Mario Levi Işık Kitabevinin düzenlemiş olduğu kitap etkinliğinde söyleşide bulundu.
Çok güzel ve akıcı konuşmasıyla hoş vakit geçirtti dinleyicilerine. Bizlere edebiyatının en derin duygularının samimi sohbetinde biz dinleyicileri pür dikkat dinlemeye itti. Mario Levi İstanbullu bir yazar fakat adı Mehmet değil, adı Fikret değil dedi ve isminin nereden geldiğini anlatarak bizleri tarihsel bir serüvene götürdü. Kitaplarındaki kahramanları bir yerden yara almış ve hikayelerini yazdırmaya yöneltmiş. 



HAYAL ETTİĞİM KİTAPLARI YAZABİLMEK İÇİN 25-35 YILIM VAR.
Artık yolum çizilmişti belirli bir dinin ve ırkın temsili değilim. Böylelikle bir yere geldim. Hayatımın akışı yazdıklarım oldu. Kendi kendime şunu söylüyorum hayal ettiğim kitapları yazabilmem için 25-35 yıla ihtiyacım var. Tabi buna ömrüm yeter mi onu bilmiyorum.

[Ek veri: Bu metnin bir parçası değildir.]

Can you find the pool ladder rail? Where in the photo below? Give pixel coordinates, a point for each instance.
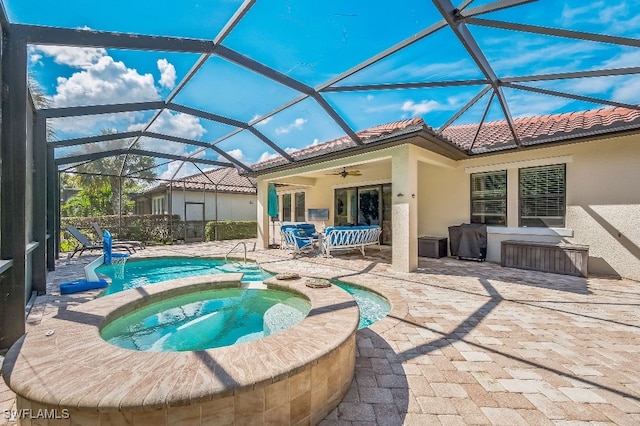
(234, 247)
(246, 284)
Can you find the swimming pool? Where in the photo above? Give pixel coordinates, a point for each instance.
(150, 271)
(209, 319)
(373, 306)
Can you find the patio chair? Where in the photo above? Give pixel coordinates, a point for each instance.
(136, 244)
(292, 240)
(86, 244)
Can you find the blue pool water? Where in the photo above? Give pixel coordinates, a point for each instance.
(373, 307)
(208, 319)
(149, 271)
(136, 273)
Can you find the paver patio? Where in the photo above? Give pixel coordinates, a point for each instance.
(475, 343)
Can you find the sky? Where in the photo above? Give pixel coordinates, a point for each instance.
(314, 42)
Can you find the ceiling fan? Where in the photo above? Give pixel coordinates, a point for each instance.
(344, 173)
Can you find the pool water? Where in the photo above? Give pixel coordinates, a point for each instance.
(149, 271)
(208, 319)
(373, 307)
(136, 273)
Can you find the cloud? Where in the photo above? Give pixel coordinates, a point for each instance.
(263, 122)
(178, 124)
(267, 156)
(235, 153)
(167, 74)
(76, 57)
(297, 124)
(421, 108)
(104, 82)
(35, 58)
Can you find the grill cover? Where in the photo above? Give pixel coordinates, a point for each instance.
(468, 240)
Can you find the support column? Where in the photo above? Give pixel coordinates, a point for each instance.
(14, 166)
(53, 200)
(404, 187)
(263, 213)
(39, 255)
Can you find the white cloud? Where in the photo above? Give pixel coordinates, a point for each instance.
(263, 122)
(35, 58)
(104, 82)
(235, 153)
(297, 124)
(76, 57)
(267, 156)
(167, 74)
(628, 91)
(178, 124)
(421, 108)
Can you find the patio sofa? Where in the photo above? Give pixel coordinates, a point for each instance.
(304, 229)
(337, 238)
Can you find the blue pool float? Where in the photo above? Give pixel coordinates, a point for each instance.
(82, 285)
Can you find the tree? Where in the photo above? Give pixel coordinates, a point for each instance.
(103, 184)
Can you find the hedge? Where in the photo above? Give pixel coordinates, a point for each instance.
(231, 230)
(160, 229)
(148, 228)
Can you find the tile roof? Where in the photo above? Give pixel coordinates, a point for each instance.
(496, 135)
(370, 135)
(493, 136)
(227, 179)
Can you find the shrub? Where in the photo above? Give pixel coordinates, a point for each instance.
(231, 230)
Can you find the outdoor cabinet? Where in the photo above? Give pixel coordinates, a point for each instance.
(435, 247)
(562, 258)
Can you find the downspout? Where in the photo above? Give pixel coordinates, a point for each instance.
(215, 228)
(120, 206)
(170, 209)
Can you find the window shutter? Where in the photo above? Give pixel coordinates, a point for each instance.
(542, 196)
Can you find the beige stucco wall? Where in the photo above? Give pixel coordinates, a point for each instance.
(229, 206)
(603, 200)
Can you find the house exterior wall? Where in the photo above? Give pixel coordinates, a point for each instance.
(603, 202)
(229, 206)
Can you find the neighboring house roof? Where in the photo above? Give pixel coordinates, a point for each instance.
(493, 136)
(224, 179)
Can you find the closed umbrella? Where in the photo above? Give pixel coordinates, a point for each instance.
(272, 209)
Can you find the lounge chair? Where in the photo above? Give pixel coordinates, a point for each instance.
(85, 244)
(136, 244)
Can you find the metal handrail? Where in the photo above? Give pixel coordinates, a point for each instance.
(234, 247)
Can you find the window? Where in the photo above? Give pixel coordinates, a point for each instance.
(299, 214)
(489, 198)
(542, 196)
(157, 205)
(286, 207)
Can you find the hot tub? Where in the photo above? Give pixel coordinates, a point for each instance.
(297, 375)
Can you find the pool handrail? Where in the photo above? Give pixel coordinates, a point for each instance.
(234, 247)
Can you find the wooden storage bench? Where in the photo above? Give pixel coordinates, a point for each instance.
(568, 259)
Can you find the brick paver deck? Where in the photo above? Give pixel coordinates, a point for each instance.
(480, 344)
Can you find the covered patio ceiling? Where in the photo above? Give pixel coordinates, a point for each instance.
(230, 83)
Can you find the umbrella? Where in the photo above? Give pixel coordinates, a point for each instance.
(272, 208)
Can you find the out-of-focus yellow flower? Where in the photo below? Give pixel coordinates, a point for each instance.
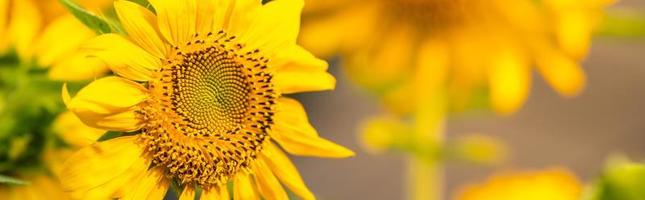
(42, 31)
(200, 87)
(42, 36)
(553, 184)
(465, 45)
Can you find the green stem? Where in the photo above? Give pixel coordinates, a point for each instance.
(426, 178)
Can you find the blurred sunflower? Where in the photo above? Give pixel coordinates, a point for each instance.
(36, 54)
(199, 95)
(553, 184)
(463, 45)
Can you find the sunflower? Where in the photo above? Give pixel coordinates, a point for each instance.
(199, 94)
(553, 184)
(38, 52)
(462, 46)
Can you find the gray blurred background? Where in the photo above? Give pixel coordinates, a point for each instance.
(578, 133)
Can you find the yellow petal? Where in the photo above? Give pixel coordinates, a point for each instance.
(74, 132)
(296, 58)
(205, 14)
(215, 193)
(280, 19)
(77, 67)
(243, 188)
(103, 170)
(176, 19)
(510, 80)
(188, 193)
(237, 16)
(574, 29)
(563, 73)
(57, 41)
(294, 133)
(152, 186)
(140, 24)
(303, 80)
(25, 22)
(109, 103)
(123, 57)
(267, 184)
(282, 167)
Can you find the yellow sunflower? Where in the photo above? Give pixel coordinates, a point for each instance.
(552, 184)
(199, 93)
(40, 31)
(34, 136)
(463, 45)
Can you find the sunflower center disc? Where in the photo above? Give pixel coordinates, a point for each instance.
(210, 111)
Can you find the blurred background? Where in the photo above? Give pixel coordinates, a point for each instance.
(549, 131)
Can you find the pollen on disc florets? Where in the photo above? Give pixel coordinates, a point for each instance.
(210, 111)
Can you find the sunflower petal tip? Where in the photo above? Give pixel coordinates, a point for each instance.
(65, 94)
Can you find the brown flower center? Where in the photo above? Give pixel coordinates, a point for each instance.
(211, 110)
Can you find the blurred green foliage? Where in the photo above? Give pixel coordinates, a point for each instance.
(29, 103)
(623, 23)
(620, 180)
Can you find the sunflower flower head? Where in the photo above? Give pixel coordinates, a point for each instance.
(555, 184)
(458, 47)
(199, 95)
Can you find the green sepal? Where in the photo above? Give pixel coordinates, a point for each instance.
(92, 21)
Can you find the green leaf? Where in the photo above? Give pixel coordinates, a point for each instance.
(12, 181)
(620, 180)
(90, 20)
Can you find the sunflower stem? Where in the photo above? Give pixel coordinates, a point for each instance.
(426, 178)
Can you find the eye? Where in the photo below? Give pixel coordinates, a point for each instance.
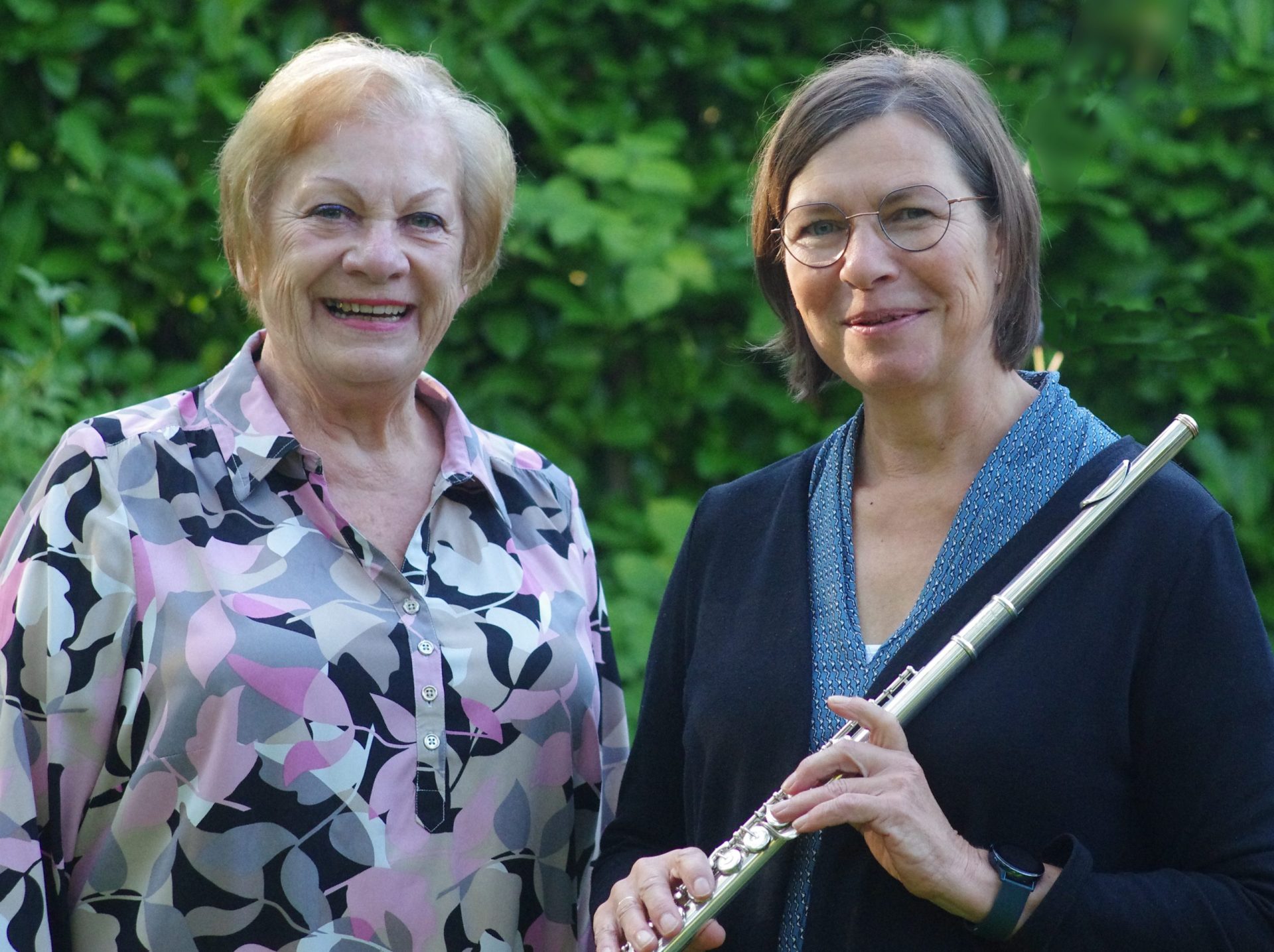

EDEBİYATI HİSSEDEBİLMEK İÇİN BİR ŞEYLER YAŞAMALI

Bir şeyin içinizden gelmesi lazım onu yazarken de bir olumsuzluğunuzun olması gerek. Bir mutsuzluktan mutluluk çıkar mı? O metin hele birde yayınlanırsa ben buna ak üzerine karanın mutluluğu diyorum. Yaşadığın mutluluğun benzeri yok bu seferde yeni roman başlar. Bir insan çok mutluyum yada hayat çok pespembe dediklerinde inanmayın. Bu dünyada vicdan sahibi insanlar mutluluk gururuna sahip olamaz. Çocuklar ölüyor, tecavüz olayları var hiç mi vicdanınız sızlamıyor. Önemli olan kendimizi daha iyi görmemiz edebiyatta yüzleşme budur.
Sohbetinin sonuna doğru gelen izleyicilerle birlikte karşılıklı soru cevap şeklinde söyleyişi de bulunarak sohbet havasında olan bu söyleşi son buldu.